- Coat of arms
- Location of Willingshausen within Schwalm-Eder-Kreis district
- Location of Willingshausen
- Willingshausen Willingshausen
- Coordinates: 50°51′N 09°12′E﻿ / ﻿50.850°N 9.200°E
- Country: Germany
- State: Hesse
- Admin. region: Kassel
- District: Schwalm-Eder-Kreis

Government
- • Mayor (2021–27): Luca Fritsch

Area
- • Total: 59.95 km^{2} (23.15 sq mi)
- Elevation: 239 m (784 ft)

Population (2023-12-31)
- • Total: 4,789
- • Density: 79.88/km^{2} (206.9/sq mi)
- Time zone: UTC+01:00 (CET)
- • Summer (DST): UTC+02:00 (CEST)
- Postal codes: 34628
- Dialling codes: 06691 und 06697
- Vehicle registration: HR
- Website: www.willingshausen.de

= Willingshausen =

Willingshausen is a municipality in the Schwalm-Eder district in Hesse, Germany.

==Geography==

===Location===
The community of Willingshausen lies in the Schwalm area.

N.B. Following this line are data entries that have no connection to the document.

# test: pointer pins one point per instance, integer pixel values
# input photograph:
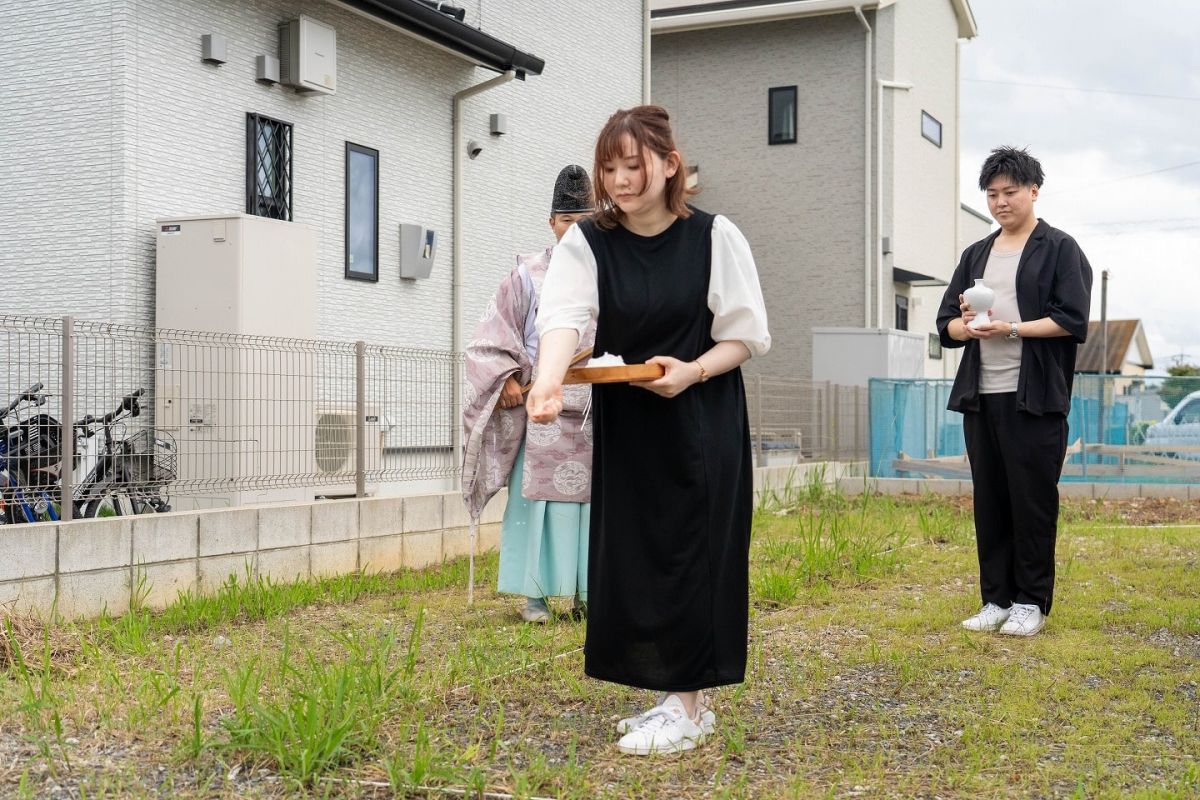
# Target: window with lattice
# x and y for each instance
(268, 167)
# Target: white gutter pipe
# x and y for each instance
(867, 167)
(879, 194)
(646, 52)
(456, 269)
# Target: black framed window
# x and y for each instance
(361, 212)
(268, 167)
(930, 128)
(781, 112)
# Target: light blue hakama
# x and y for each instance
(544, 545)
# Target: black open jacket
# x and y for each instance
(1053, 280)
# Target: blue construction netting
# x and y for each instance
(913, 434)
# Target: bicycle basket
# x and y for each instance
(149, 458)
(36, 444)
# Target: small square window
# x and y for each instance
(930, 128)
(361, 212)
(268, 167)
(781, 104)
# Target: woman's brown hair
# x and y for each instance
(649, 127)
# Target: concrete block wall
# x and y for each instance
(83, 567)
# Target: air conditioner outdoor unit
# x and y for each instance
(334, 439)
(309, 55)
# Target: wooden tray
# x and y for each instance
(613, 374)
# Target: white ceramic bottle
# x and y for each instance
(979, 298)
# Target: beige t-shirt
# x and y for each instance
(1000, 358)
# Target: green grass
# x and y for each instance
(859, 680)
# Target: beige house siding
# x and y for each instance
(801, 205)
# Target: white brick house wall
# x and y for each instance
(113, 120)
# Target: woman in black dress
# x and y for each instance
(672, 482)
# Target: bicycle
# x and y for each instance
(29, 461)
(123, 476)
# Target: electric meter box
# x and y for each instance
(418, 248)
(240, 395)
(309, 55)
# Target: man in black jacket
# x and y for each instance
(1013, 389)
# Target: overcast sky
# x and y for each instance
(1122, 158)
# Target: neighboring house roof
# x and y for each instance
(675, 16)
(979, 215)
(1127, 343)
(424, 22)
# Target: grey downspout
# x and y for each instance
(867, 164)
(456, 270)
(646, 52)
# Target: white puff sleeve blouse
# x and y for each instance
(570, 298)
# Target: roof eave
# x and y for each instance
(697, 18)
(447, 34)
(967, 28)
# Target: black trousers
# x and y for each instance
(1015, 463)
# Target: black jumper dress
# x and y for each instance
(671, 493)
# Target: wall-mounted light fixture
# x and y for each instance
(214, 49)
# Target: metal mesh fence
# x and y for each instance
(805, 420)
(161, 419)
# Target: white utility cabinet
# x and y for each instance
(239, 408)
(851, 356)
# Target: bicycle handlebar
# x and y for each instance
(30, 395)
(129, 403)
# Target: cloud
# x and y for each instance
(1095, 148)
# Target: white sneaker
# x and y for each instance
(1025, 620)
(989, 618)
(535, 611)
(707, 719)
(665, 729)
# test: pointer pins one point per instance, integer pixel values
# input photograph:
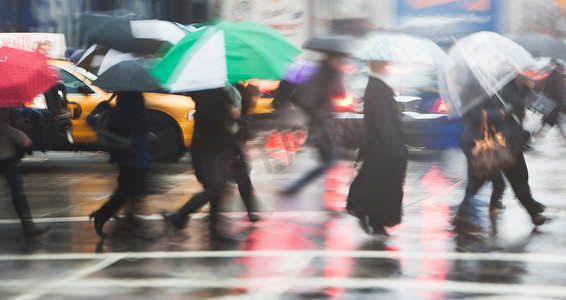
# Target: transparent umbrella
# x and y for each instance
(477, 67)
(402, 48)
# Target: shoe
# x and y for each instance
(33, 230)
(175, 220)
(539, 219)
(287, 192)
(495, 207)
(466, 227)
(98, 223)
(253, 217)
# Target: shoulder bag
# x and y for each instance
(109, 139)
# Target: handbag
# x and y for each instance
(491, 152)
(109, 139)
(542, 104)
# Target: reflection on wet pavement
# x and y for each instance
(305, 247)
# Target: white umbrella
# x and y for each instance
(98, 59)
(477, 67)
(402, 48)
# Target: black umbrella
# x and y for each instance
(342, 44)
(115, 32)
(129, 75)
(541, 45)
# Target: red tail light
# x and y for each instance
(438, 107)
(343, 104)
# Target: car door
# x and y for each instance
(83, 97)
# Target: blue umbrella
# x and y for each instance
(300, 71)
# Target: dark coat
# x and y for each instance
(377, 190)
(315, 98)
(213, 122)
(129, 116)
(511, 130)
(554, 89)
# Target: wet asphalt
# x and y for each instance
(305, 247)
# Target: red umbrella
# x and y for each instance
(24, 76)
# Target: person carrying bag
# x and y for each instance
(491, 153)
(110, 139)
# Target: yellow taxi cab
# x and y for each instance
(170, 116)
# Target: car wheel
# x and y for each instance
(163, 138)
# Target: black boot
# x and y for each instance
(176, 220)
(99, 221)
(32, 230)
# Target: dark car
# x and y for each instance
(47, 119)
(425, 119)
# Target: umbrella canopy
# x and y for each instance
(98, 59)
(127, 35)
(225, 53)
(402, 48)
(541, 45)
(477, 67)
(342, 44)
(129, 75)
(24, 76)
(300, 71)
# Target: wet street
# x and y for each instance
(305, 247)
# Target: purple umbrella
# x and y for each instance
(300, 71)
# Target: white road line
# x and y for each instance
(283, 214)
(522, 257)
(43, 288)
(267, 285)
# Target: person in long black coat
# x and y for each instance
(376, 194)
(554, 89)
(507, 117)
(128, 117)
(217, 157)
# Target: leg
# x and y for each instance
(518, 176)
(246, 190)
(498, 188)
(13, 175)
(467, 214)
(328, 156)
(129, 181)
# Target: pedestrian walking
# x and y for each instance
(217, 157)
(507, 118)
(554, 89)
(376, 194)
(315, 98)
(9, 167)
(128, 117)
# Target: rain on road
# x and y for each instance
(305, 247)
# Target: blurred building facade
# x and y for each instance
(440, 20)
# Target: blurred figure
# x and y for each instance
(9, 138)
(376, 194)
(498, 184)
(502, 116)
(315, 98)
(217, 157)
(554, 89)
(129, 116)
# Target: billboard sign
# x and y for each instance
(288, 17)
(51, 44)
(446, 20)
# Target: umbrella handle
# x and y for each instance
(513, 114)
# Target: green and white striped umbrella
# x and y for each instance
(225, 53)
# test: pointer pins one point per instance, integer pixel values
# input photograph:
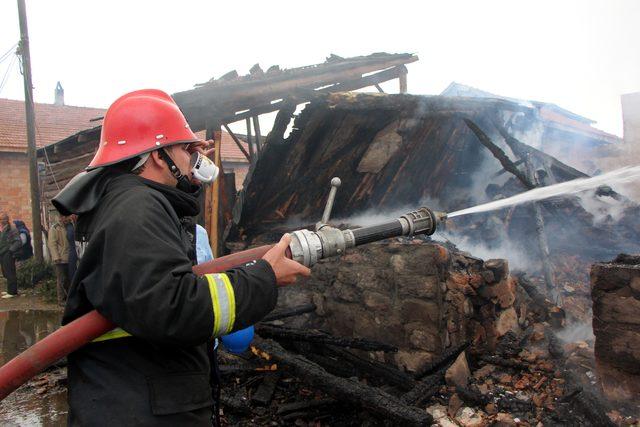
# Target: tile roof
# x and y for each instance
(57, 122)
(53, 123)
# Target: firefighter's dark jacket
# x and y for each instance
(135, 270)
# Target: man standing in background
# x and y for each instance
(71, 241)
(10, 243)
(59, 250)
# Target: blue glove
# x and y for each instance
(239, 341)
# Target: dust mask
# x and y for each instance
(202, 168)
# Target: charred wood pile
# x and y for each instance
(616, 325)
(372, 368)
(465, 340)
(396, 152)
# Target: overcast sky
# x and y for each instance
(581, 55)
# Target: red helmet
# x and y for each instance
(139, 122)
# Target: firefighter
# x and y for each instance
(136, 252)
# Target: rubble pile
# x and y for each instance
(420, 297)
(489, 348)
(616, 325)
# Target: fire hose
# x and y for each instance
(307, 247)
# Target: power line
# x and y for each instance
(7, 53)
(6, 74)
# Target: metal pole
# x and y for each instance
(31, 132)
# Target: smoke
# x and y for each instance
(498, 247)
(603, 209)
(576, 332)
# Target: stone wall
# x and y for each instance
(615, 290)
(15, 197)
(419, 296)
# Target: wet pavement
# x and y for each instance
(36, 403)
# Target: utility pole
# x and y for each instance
(31, 132)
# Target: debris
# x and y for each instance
(458, 373)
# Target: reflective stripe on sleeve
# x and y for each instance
(113, 334)
(223, 302)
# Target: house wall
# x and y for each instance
(14, 187)
(631, 117)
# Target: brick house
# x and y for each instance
(55, 123)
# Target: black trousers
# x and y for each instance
(8, 264)
(62, 282)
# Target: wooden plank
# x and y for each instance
(252, 153)
(351, 390)
(242, 94)
(301, 96)
(256, 127)
(214, 223)
(403, 81)
(237, 141)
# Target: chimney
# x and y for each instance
(59, 99)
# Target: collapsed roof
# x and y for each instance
(395, 153)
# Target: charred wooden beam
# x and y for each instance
(370, 398)
(280, 124)
(242, 94)
(382, 371)
(290, 312)
(427, 105)
(543, 245)
(447, 357)
(234, 402)
(472, 397)
(264, 393)
(304, 405)
(425, 389)
(302, 95)
(252, 151)
(505, 363)
(403, 82)
(280, 332)
(237, 141)
(500, 155)
(523, 150)
(256, 128)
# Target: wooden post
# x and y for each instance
(252, 152)
(256, 128)
(31, 133)
(543, 245)
(403, 80)
(237, 141)
(212, 199)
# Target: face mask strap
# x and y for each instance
(183, 181)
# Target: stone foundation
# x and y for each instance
(421, 297)
(615, 290)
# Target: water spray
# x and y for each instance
(618, 176)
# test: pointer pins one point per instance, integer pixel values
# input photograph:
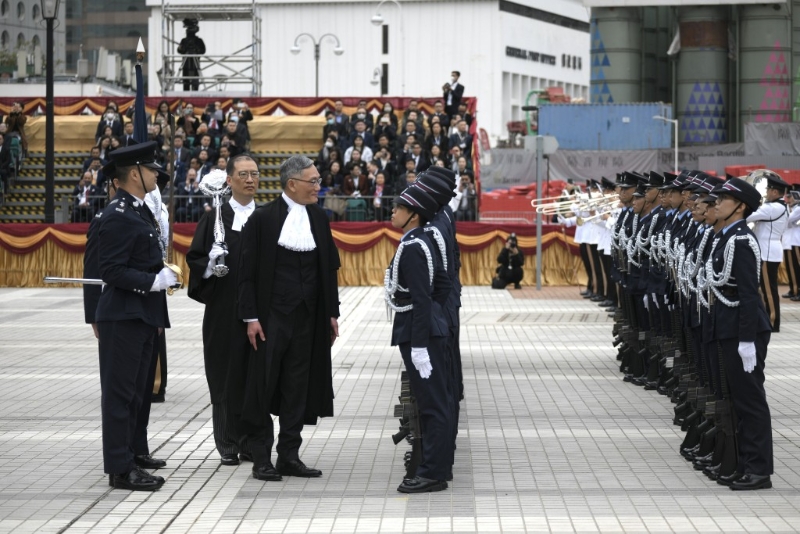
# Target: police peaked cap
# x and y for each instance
(435, 187)
(142, 154)
(740, 190)
(418, 201)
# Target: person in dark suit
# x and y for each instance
(741, 330)
(131, 311)
(289, 298)
(417, 287)
(110, 120)
(84, 196)
(225, 347)
(453, 92)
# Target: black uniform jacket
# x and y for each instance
(750, 317)
(256, 274)
(129, 259)
(426, 319)
(225, 343)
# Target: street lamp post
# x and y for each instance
(295, 49)
(674, 123)
(377, 20)
(49, 13)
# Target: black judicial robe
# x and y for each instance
(259, 243)
(225, 344)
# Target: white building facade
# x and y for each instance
(502, 49)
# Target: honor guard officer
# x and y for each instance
(770, 222)
(742, 332)
(131, 311)
(416, 293)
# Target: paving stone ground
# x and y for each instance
(550, 438)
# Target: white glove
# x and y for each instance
(421, 360)
(747, 351)
(217, 251)
(164, 279)
(655, 301)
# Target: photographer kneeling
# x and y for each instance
(511, 261)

===Neighbouring communities===
Willingshausen borders in the north on the town of Schwalmstadt, in the northeast on the community of Frielendorf, in the east on the town of Neukirchen and the community of Schrecksbach (all in Schwalm-Eder), in the south on the town of Alsfeld and the community of Antrifttal (both in the Vogelsbergkreis), and in the west on the town of Neustadt (Marburg-Biedenkopf).

===Constituent communities===
Willingshausen consists of the ten centres of Gungelshausen, Leimbach, Loshausen, Merzhausen, Ransbach, Steina, Steinatal, Wasenberg (administrative seat), Willingshausen and Zella.

==Politics==

=== After the >> local elections in 2021, the municipal council consists of 23 representatives distributed across 4 parties/factions. ===
Source:

| SPD | 8 |  |  |
|---|---|---|---|
| CDU | 7 |  |  |
| BGL/FWG | 5 |  |  |
| fire department | 3 |  |  |

==Culture and sightseeing==

=== Willingshäuser Malerkolonie ===
The Willingshausen Painters' Colony is Germany's oldest artists' association. It was founded by a man from Livonia named Gerhardt Wilhelm von Reutern after he had been badly wounded in the Battle of the Nations at Leipzig in 1814 while serving as an officer in the Russian army; as a result, he had to have his right arm amputated. He came to convalesce with his brother's inlaws at the Schwertzellsche Haus in Willingshausen, where he met and got to know the lady whom in 1820 he would wed, Charlotte von Schwertzell. He settled down in Willingshausen and began to draw and paint. He procured an honorary stipend from the Russian Imperial Family, which afforded him financial independence.

In 1825 the Kassel painter Ludwig Emil Grimm, Jacob and Wilhelm Grimm's brother, came to Willingshausen to study landscapes. This is said to be the time when the colony was founded. Many painters worked – and still work today – at Willingshausen. The Museum "Malerstübchen" at the Gerhardt-von-Reutern-Haus documents the artists' work.

===Regular events===
Two music festivals take place each year in the constituent community of Loshausen, the "World Music Festival der Klangfreunde" on the first weekend of August, and "Rock im Park" in July.

==Economy and infrastructure==

===Transport===
Federal Highway (Bundesstraße) B 254 (Homberg – Fulda) is about 6 km east of town. The Alsfeld-West interchange on Autobahn A 5 (Kassel – Frankfurt is about 15 km away.

The community belongs to the North Hesse Transport Network.